Türkiye fark yaratmalı

 

Ne yapmalı Türkiye? Seçim hızla toparlanma getirebilir mi?

- Dediğim gibi uzun vadede umutluyum ben. Genç nüfusumuz gücümüz olmalı. Türkiye fark yaratmalı. Türkiye’nin insana yatırım yapması şart. Temel eğitimin yanına mesleki eğitimi de koymalıyız. Üniversiteler ve iş dünyası işbirliği şart ama eğitimin analitik, özgür ve araştırmacı bir temele oturması gerekiyor. Bugün gereksinim duyulan insan ve beyin gücüyle verilen eğitim arasında bir kopukluk var. İş dünyası zaten kendi içinde çalışanına sürekli eğitim imkanı sunabildiği ölçüde rekabetçi olabiliyor ama Türkiye’deki genç işsizliği sorununa baktığınız zaman bu yeterli değil. Türkiye’nin eğitime yaptığı yatırıma sadece maddi büyüklük açısından değil, nitelik açısından da yatırım yapmamız lazım. İnovasyon ihtiyacı arttıkça nitelikli insan ihtiyacı da artıyor. Gençlere yeni dünyaya ve rekabete hazırlıklı olma imkanını tanımak zorunda, hem devlet hem iş dünyası.

 

Gelişmek için eşitlik şart

 

Bazı ülkeler şöyle yaptı. Kadın konusunu bakanlık olarak ele almanın ötesinde ki biz bunu da aile olarak tanımladık bakanlıklar üstü bir bakış açısı ve şemsiye açtılar. Türkiye’de de bu yapılabilir mi? Önümüzde seçimler var. Yeni bir anlayış gelebilir mi?
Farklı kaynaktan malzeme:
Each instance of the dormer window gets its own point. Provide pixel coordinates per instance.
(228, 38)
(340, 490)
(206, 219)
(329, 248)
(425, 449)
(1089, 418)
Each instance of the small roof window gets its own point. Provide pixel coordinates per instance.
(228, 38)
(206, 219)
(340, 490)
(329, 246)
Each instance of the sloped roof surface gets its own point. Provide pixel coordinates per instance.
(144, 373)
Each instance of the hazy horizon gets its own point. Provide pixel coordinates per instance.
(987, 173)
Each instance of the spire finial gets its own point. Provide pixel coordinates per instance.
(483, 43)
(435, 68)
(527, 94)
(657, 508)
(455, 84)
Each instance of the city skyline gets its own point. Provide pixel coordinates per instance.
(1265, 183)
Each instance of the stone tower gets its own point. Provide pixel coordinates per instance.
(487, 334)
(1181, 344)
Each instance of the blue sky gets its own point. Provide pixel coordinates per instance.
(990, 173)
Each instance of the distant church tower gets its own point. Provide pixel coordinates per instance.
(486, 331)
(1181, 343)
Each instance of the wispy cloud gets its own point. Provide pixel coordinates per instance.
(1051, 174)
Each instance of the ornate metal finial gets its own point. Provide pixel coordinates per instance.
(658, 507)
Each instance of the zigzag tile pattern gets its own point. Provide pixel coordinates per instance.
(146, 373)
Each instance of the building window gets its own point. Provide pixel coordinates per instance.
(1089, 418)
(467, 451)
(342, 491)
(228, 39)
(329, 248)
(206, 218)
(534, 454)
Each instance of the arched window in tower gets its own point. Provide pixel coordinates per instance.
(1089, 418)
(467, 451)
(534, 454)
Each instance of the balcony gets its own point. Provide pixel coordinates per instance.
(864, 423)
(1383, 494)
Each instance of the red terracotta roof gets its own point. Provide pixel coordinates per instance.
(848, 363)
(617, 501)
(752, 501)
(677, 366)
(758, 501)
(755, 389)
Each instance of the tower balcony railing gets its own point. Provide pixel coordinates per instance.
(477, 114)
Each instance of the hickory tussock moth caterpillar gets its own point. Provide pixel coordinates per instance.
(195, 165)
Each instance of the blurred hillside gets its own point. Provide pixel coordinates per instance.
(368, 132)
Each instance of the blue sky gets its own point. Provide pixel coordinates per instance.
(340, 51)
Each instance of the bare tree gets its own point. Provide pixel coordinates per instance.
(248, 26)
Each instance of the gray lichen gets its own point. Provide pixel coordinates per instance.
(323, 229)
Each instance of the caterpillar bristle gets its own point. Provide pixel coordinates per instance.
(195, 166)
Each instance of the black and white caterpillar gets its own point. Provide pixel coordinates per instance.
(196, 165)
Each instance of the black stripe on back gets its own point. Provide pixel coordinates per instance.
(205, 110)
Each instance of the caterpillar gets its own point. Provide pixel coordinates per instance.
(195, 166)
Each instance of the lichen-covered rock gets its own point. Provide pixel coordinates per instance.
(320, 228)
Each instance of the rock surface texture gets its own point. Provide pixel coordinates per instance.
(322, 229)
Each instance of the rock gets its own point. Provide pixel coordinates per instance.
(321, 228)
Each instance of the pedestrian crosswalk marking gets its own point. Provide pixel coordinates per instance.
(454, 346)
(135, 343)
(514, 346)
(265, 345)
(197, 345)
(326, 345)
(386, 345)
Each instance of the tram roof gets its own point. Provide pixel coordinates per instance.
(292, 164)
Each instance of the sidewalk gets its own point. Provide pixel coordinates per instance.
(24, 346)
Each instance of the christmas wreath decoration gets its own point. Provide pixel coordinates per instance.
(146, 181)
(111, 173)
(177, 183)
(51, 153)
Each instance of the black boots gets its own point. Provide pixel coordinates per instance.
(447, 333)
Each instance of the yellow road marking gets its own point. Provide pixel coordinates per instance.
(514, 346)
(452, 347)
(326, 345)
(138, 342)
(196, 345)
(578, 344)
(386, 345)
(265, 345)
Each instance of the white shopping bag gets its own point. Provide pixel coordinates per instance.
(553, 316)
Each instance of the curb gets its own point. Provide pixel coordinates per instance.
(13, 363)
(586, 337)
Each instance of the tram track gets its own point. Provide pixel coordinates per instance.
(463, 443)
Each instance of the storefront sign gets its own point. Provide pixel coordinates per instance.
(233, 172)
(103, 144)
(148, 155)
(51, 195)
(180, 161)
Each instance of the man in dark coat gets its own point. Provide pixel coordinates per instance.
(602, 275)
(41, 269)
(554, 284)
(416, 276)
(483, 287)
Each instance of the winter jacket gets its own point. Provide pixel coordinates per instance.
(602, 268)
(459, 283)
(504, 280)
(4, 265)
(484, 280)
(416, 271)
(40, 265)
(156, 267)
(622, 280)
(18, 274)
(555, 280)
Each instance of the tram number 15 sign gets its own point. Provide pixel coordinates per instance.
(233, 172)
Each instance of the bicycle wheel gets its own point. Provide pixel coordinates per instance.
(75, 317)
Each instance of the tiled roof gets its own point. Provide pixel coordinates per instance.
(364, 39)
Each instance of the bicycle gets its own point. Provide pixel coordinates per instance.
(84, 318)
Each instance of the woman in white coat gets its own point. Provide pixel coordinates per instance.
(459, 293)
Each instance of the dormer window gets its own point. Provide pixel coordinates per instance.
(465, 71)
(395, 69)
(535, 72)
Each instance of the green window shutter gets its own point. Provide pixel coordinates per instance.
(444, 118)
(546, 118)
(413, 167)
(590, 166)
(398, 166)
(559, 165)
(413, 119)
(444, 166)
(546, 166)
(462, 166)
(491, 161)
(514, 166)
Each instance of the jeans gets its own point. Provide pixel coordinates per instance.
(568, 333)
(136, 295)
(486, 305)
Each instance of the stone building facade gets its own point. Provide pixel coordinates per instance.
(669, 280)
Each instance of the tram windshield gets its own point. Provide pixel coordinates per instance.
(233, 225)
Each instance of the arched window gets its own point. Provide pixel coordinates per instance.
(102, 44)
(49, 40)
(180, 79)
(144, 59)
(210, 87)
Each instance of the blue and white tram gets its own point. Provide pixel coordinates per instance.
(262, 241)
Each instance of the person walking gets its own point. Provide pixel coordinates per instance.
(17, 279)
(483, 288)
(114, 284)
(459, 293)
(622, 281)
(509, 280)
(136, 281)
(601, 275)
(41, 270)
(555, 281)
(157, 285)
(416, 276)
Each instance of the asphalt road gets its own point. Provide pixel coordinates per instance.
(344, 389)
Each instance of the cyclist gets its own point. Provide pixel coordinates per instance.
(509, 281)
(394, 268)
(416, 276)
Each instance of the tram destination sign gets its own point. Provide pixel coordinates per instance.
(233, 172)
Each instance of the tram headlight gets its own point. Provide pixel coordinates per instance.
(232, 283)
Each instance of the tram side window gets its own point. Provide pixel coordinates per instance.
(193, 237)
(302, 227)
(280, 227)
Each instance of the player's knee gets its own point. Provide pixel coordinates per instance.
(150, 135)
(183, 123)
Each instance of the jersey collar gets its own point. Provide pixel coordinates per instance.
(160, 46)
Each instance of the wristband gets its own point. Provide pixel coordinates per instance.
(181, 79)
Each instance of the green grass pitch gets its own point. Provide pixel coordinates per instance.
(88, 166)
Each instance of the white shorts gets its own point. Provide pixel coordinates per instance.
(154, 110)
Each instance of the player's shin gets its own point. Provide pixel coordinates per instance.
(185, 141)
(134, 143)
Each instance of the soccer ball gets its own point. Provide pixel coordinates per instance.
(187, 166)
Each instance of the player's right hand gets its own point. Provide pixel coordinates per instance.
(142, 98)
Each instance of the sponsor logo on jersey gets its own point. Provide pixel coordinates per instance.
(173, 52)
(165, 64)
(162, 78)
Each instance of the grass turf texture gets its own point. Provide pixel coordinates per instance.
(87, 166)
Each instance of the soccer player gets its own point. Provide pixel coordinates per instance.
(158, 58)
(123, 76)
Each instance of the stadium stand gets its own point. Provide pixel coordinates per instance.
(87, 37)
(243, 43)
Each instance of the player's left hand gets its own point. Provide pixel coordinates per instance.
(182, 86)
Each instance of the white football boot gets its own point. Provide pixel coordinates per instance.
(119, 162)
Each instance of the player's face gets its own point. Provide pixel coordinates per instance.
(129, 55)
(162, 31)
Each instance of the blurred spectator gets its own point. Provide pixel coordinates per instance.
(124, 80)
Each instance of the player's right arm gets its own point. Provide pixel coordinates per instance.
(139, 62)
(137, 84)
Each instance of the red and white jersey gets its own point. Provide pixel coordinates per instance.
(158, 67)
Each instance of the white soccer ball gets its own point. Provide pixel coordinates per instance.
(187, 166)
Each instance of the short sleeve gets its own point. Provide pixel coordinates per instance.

- Zihinsel değişim ve dönüşüm aslında bu. Kullanılan dille bile insanlar bazı şeyleri özümsüyor. Okul kitaplarında kadına yaklaşımdan tutun, hani belli görevler var anne asli olarak turşu kuruyor, ev temizliyor, yemek yapıyor. Bunları tam değiştiremedik. Bizde de hala ‘kadınların ellerinden tutup kaldıracağız’ söylemi var, sanki kadın yere düşmüş, yerde kalmış da oradan yardımla kaldırılabilecek. Başarılı bir kadın için hırslı kadın tanımlaması yapılıyor ve bu da olumsuz anlamda kulanılıyor, başarılı bir erkek içinse bu yapılmıyor. Başarılı olmuş kadın birşeylerden feragat ederek, bir şeyleri arkasında bırakarak başarmış kadın gibi sunuluyor. Erkekler için sorgulanmayan bir şey bu. Gerçekten çok farklı bir bakış açısı gerek. Bu da şu ortamda kolay görünmüyor. Bazı erkeklerin prensipte eşinin çalışmasına karşı çıktığını biliyoruz. Oysa insani ve rasyonel tüm gerçekler böyle bir ortamın sürdürülebilir olmadığını gösteriyor. Dünyada hiçbir gelişmiş ülke yok ki, kadın istihdamı yüzde 30’a bile ulaşamamış olsun. Türkiye’yi gelişmiş ülkeler arasına sokmak istiyorsanız kadının da hayatın her yönünde ve karar mekanizmalarında eşitlikle yer almasını teşvik etmek zorundasınız.